Taylor Swift's Semantic Overloading
Taylor Swift’s Semantic Overloading
Okay, as I’ve established, I think Taylor Swift is a supergenius writer, the only one I consider my clear superior. But, I mean, have you heard those lyrics? Come on, right?
Okay, yes the vocabulary and grammatical structure is pitched at an eighth-grade reading level; her work is pitched at an eighth-grade audience. But that’s hardly to say there’s no depth to her lyrics, it’s just that a lot of it relies on semantic overloading, and particularly semantic overloading that specifically plays on her bridging of popular music genres. To simplify, pop-rock lyrics tend to set a mood while country lyrics tell a story, but Taylor Swift lyrics tend to craft an atmosphere in which individual lines suggest a story or multiple stories (which listeners can fill in, according to the specifics of their own lives or daydreams), which can in turn be taken as literal or as metaphors.
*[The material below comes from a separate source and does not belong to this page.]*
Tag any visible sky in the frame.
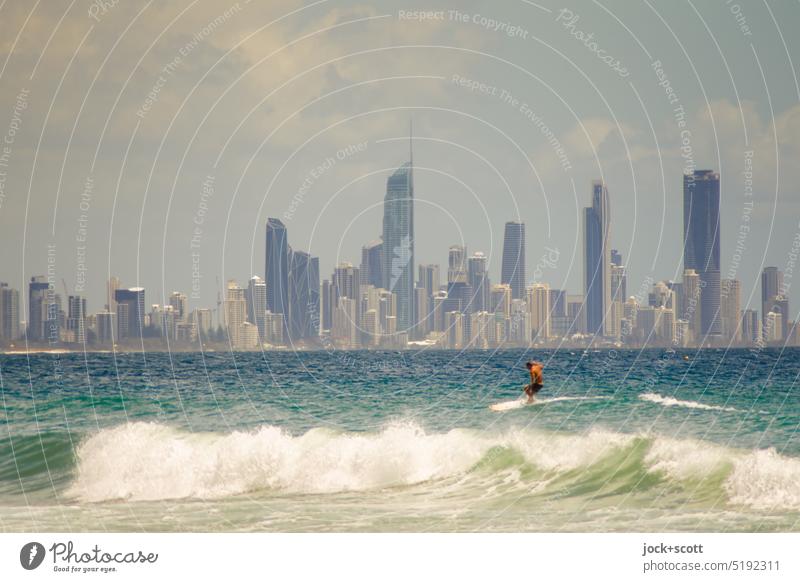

(A lot of her themes have traditionally been about the stock female coming-of-age, but they shouldn’t be taken as coming from personal experience - which makes them even more impressive. Remember that she spent her teenage years not going to school and dating but home-studying and establishing her career because, contra Fifteen, she knew exactly what she was going to be. And she does venture afield of this - Never Grow Up and The Best Day are about the experience of watching your child grow, and Innocent is about a 32 year old woman looking to distance herself from the things she’s done - “Taylor Swift lyrics as explications of manosphere/redpill themes” would be a pretty impressive series in its own right.)
Like, Mean, from Speak Now. It’s about bullies, right? That you’ll escape from when you leave this one-horse town and live in a big old city?
Or is it about abusive parents? I mean,
some day I’ll be
big enough so you can’t hit me
Girl bullying isn’t really a “hitting” thing, plus
I bet you got pushed around,
Somebody made you cold,
But the cycle ends right now,
cause you can’t lead me down that road
Or is it about critics, such as critics of pop-country star Taylor Swift?
Or yourself and your insecurity, as your own biggest critic? (cf. Tied Together With a Smile and A Place In This World from the debut)
The answer, of course, is “yes”.
And that’s not even adding in the reading where it’s about her and Kanye West at the VMAs - because Swift can wield her public celebrity tabloid persona to add more reading and layers of valence to her songs, in part through encoded messages in her liner notes. Like, the liner notes code isn’t hard to figure out - just take the letters incongruously capitalized. Because she’s pitching at an eighth-grade audience. And she’s pitching that audience encrypted intertextuality.
Okay, let’s look at another song, Long Live, from Speak Now.
For one, it works a sequel to “Change”, from previous album Fearless, with its blended imagery of supporting a relationship partner, general teenage pressure, and literal revolution (released two months after the first Hunger Games novel came out and shifted the dominant tone of YA from Twilight-era “supportive relationship” to “youth insurrection”).
It’s about triumph, in a supportive relationship, over general teenage pressure (with an aside about high school relationships not being long-term things, in a much more optimistic tone than the similarly themed White Horse and Fifteen), is it metaphorizing that through the recurrent imagery of a coronation, or is it telling a literal story about being named Prom King & Queen, and the answer of course is “yes”. And then the recurring line “bring on all the pretenders”.
“Pretenders”, like, “phonies”, Holden Caulfield style.
“Pretenders”, like, unsuccessful claimants to a royal title.